Dollar General (DG -0.19%) is a discount retailer that provides consumers with an array of different products, including clothing, household items, food, and much more. It's the type of company that investors might expect to do well as consumers look to trim their budgets amid inflation.
But while the business is still growing, it's not as fast as the company expected. And profits have also nosedived. The result is a struggling stock whose valuation is around one-half of what it was this time last year. Has this become a bad stock to own, or can Dollar General still make for a good investment?
Reducing its guidance again
Dollar General reported its second-quarter earnings last month, and the results weren't great. Although net sales of $9.8 billion for the period ended Aug. 4 rose by 3.9% year over year, the company's same-store sales were down 0.1%. The most alarming figure was the company's 24.2% decline in operating profit, which fell to $692.3 million. Dollar General has been struggling with moving inventory and says it is working on accelerating that process.
But clearly, there are challenges for the business as the retailer projects net sales growth for the current fiscal year (which ends in January) to be between 1.3% and 3.3%. In June, it forecast full-year growth between 3.5% and 5%. Prior to that, the company was expecting a growth rate of 5.5% to 6%.

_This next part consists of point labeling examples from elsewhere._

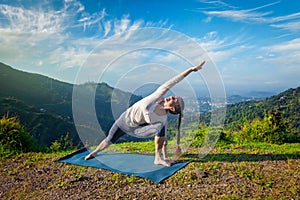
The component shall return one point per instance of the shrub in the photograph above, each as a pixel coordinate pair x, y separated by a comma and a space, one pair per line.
269, 129
13, 137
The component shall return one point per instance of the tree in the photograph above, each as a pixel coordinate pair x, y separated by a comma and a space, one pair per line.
13, 137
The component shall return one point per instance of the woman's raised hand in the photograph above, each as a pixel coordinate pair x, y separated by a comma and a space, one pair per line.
198, 67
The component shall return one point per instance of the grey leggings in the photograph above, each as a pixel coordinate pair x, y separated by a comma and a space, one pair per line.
120, 128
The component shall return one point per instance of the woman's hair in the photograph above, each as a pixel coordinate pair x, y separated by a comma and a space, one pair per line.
178, 111
178, 107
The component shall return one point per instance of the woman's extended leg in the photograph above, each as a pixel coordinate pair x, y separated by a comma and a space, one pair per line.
159, 142
114, 134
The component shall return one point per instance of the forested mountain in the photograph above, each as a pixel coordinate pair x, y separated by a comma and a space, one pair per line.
44, 105
285, 107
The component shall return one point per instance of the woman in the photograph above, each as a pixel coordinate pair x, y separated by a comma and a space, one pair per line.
148, 117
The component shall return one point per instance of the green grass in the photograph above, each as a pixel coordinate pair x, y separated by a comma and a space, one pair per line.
229, 171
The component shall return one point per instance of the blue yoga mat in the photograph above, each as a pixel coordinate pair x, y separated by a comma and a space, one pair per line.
125, 163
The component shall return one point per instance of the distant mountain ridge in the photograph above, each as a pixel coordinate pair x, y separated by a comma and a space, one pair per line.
44, 105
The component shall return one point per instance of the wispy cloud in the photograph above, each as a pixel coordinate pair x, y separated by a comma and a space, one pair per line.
254, 15
46, 37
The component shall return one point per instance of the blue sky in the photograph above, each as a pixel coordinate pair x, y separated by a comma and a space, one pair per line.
254, 45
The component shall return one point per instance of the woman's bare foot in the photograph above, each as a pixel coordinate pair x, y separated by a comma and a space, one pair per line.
172, 162
161, 162
90, 156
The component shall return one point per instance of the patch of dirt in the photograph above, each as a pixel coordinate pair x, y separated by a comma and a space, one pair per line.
38, 176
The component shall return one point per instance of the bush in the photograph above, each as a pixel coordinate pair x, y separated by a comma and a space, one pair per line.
270, 129
13, 137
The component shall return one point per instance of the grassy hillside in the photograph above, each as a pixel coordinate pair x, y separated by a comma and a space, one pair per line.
248, 171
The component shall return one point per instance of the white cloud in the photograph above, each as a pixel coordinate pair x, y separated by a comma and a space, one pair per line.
288, 22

The retail chain looks to have underestimated how difficult it would be to move excess inventory. And if it becomes more aggressive, that can result in worse gross margins and earnings.
Growth hasn't always been easy
Last year, Dollar General experienced strong growth, and that may have resulted in the company overestimating its opportunities for this year. But when looking at the 10-year trend, the growth rate has normally been modest at less than 9%. While there have been spikes due to the pandemic, this hasn't been a fast-growing business.
But the important takeaway from the chart below is how resilient Dollar General is, always finding ways to achieve positive year-over-year revenue growth.
And while there have been fluctuations in profitability, that has for the most part been moving in the right direction.
Does the stock provide good value?
Shares of Dollar General are down big this year as investors have punished the company for cutting guidance multiple times. And sharp declines in profitability don't do the business any favors, either. But from looking at the stock's value, there is a contrarian argument to be made here as it is trading at a considerable discount.
Investors haven't been able to buy Dollar General for this low of a valuation in the past decade. Although the stock isn't at a 10-year low, when looking at its price-to-earnings (P/E) ratio, it looks like a bargain buy. The S&P 500 averages a P/E of 20, which makes Dollar General look dirt cheap by comparison.
Should you buy Dollar General stock?
Dollar General is facing challenges today, but they aren't insurmountable ones. The business is still growing, with Dollar General opening 215 stores last quarter and remodeling 614 others. The stock is near its 52-week low, and it's a good value buy for investors who are willing to be patient and buy and hold. Dollar General is likely to recover, and when it does, it may produce some fantastic returns for investors.